According to Mansion Global's 2019 Year Ahead report, more high-end condo buyers are forgoing flashy amenities like car-carrying elevators in favor of ones that promote serenity.
"'Well-being' is the mantra in amenities right now," the report states.
Consider boutique Los Angeles condominium 1030 Kings, which has an outdoor yoga deck, and One Manhattan Square, which is set to open in early 2019 and will boast one of Manhattan's biggest private parks. Similarly, 2000 Ocean in Hallandale Beach, Florida, offers a tranquility garden with lemon trees, and Arbor18 in Brooklyn boasts not only a zen garden but also an infrared sauna with built-in chromotherapy.
Meanwhile, Business Insider's Katie Warren recently toured 15 Hudson Yards, an 88-story superluxury tower in NYC that devotes 44,000 square feet on the 50th and 51st floors to amenities, including a fitness center, a 75-foot pool, a yoga studio and a private spa.
The trend is part of a movement toward inconspicuous consumption.

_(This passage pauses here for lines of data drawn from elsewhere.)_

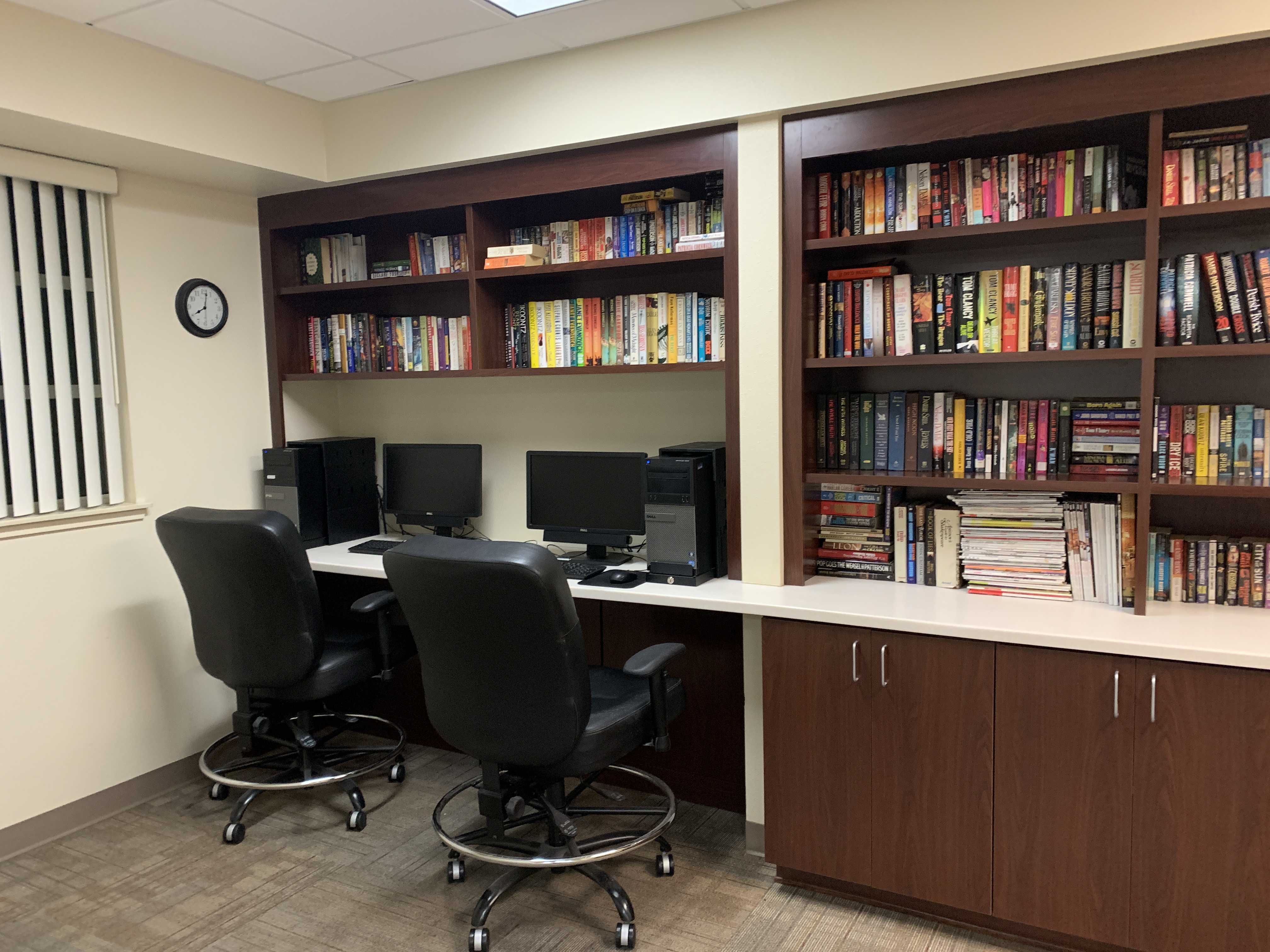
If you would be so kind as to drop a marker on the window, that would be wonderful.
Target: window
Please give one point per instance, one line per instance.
(60, 444)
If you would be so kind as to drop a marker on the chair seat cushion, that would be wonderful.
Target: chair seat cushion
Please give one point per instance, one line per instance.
(351, 655)
(621, 720)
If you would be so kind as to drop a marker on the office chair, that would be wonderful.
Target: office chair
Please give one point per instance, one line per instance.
(506, 681)
(258, 627)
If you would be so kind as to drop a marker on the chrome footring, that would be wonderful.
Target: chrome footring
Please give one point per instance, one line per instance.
(390, 753)
(549, 862)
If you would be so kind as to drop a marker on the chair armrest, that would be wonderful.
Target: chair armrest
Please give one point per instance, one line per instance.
(647, 663)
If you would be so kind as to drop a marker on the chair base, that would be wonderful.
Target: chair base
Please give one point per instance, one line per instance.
(310, 758)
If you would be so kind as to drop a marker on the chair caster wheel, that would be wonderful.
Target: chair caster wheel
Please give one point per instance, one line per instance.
(624, 936)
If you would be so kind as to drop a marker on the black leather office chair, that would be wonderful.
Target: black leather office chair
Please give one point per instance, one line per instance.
(258, 627)
(506, 681)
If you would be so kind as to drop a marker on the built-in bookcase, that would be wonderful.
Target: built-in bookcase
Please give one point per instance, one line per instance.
(483, 202)
(1132, 105)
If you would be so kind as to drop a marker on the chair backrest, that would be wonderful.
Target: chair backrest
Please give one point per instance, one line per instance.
(505, 667)
(252, 596)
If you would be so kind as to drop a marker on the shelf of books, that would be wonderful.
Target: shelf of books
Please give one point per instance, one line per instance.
(1029, 360)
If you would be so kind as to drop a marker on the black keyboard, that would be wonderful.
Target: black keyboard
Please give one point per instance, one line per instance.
(580, 570)
(375, 546)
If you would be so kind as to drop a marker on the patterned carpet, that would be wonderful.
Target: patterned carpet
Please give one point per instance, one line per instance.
(157, 879)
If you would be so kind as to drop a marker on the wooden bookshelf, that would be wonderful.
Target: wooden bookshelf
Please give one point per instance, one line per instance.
(483, 202)
(1154, 96)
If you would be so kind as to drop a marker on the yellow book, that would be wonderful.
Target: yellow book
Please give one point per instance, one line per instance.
(1202, 441)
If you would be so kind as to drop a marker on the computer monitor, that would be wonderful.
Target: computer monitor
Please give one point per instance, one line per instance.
(593, 499)
(432, 484)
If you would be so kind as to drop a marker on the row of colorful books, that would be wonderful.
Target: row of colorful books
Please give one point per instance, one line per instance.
(1003, 188)
(949, 434)
(1207, 569)
(626, 329)
(1235, 287)
(872, 311)
(1213, 166)
(365, 343)
(1210, 445)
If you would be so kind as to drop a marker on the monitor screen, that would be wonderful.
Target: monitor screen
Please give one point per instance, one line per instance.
(593, 492)
(432, 479)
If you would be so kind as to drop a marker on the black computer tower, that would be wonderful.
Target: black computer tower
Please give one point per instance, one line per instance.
(716, 452)
(352, 503)
(295, 487)
(679, 517)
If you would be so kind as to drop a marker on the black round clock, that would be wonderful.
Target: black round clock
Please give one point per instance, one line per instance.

Discreet wealth has become the new status symbol as elite consumers eschew symbols of materialism like logo handbags in lieu of intangible investments, with a focus on health and wellness in particular.
"People are very much focused on, as they have been, gym-related things — things that are good for the body," David Bistricer, founder of real estate developer Clipper Equity, told Mansion Global. "What we're seeing now is the mind — mental health — and taking time off from all the different things that are capturing our attention and competing."
However, the rise in mindfulness doesn't mean that luxury real-estate developers are ignoring other amenities, like private HD theaters and rooftop drone landing pads, according to the report. Some flashy amenities still remain. Consider the $85 million Hell's Kitchen condo, which comes with tickets to outer space and a couple of Rolls-Royces or the Miami luxury building providing its residents with Tesla-driving chauffeurs.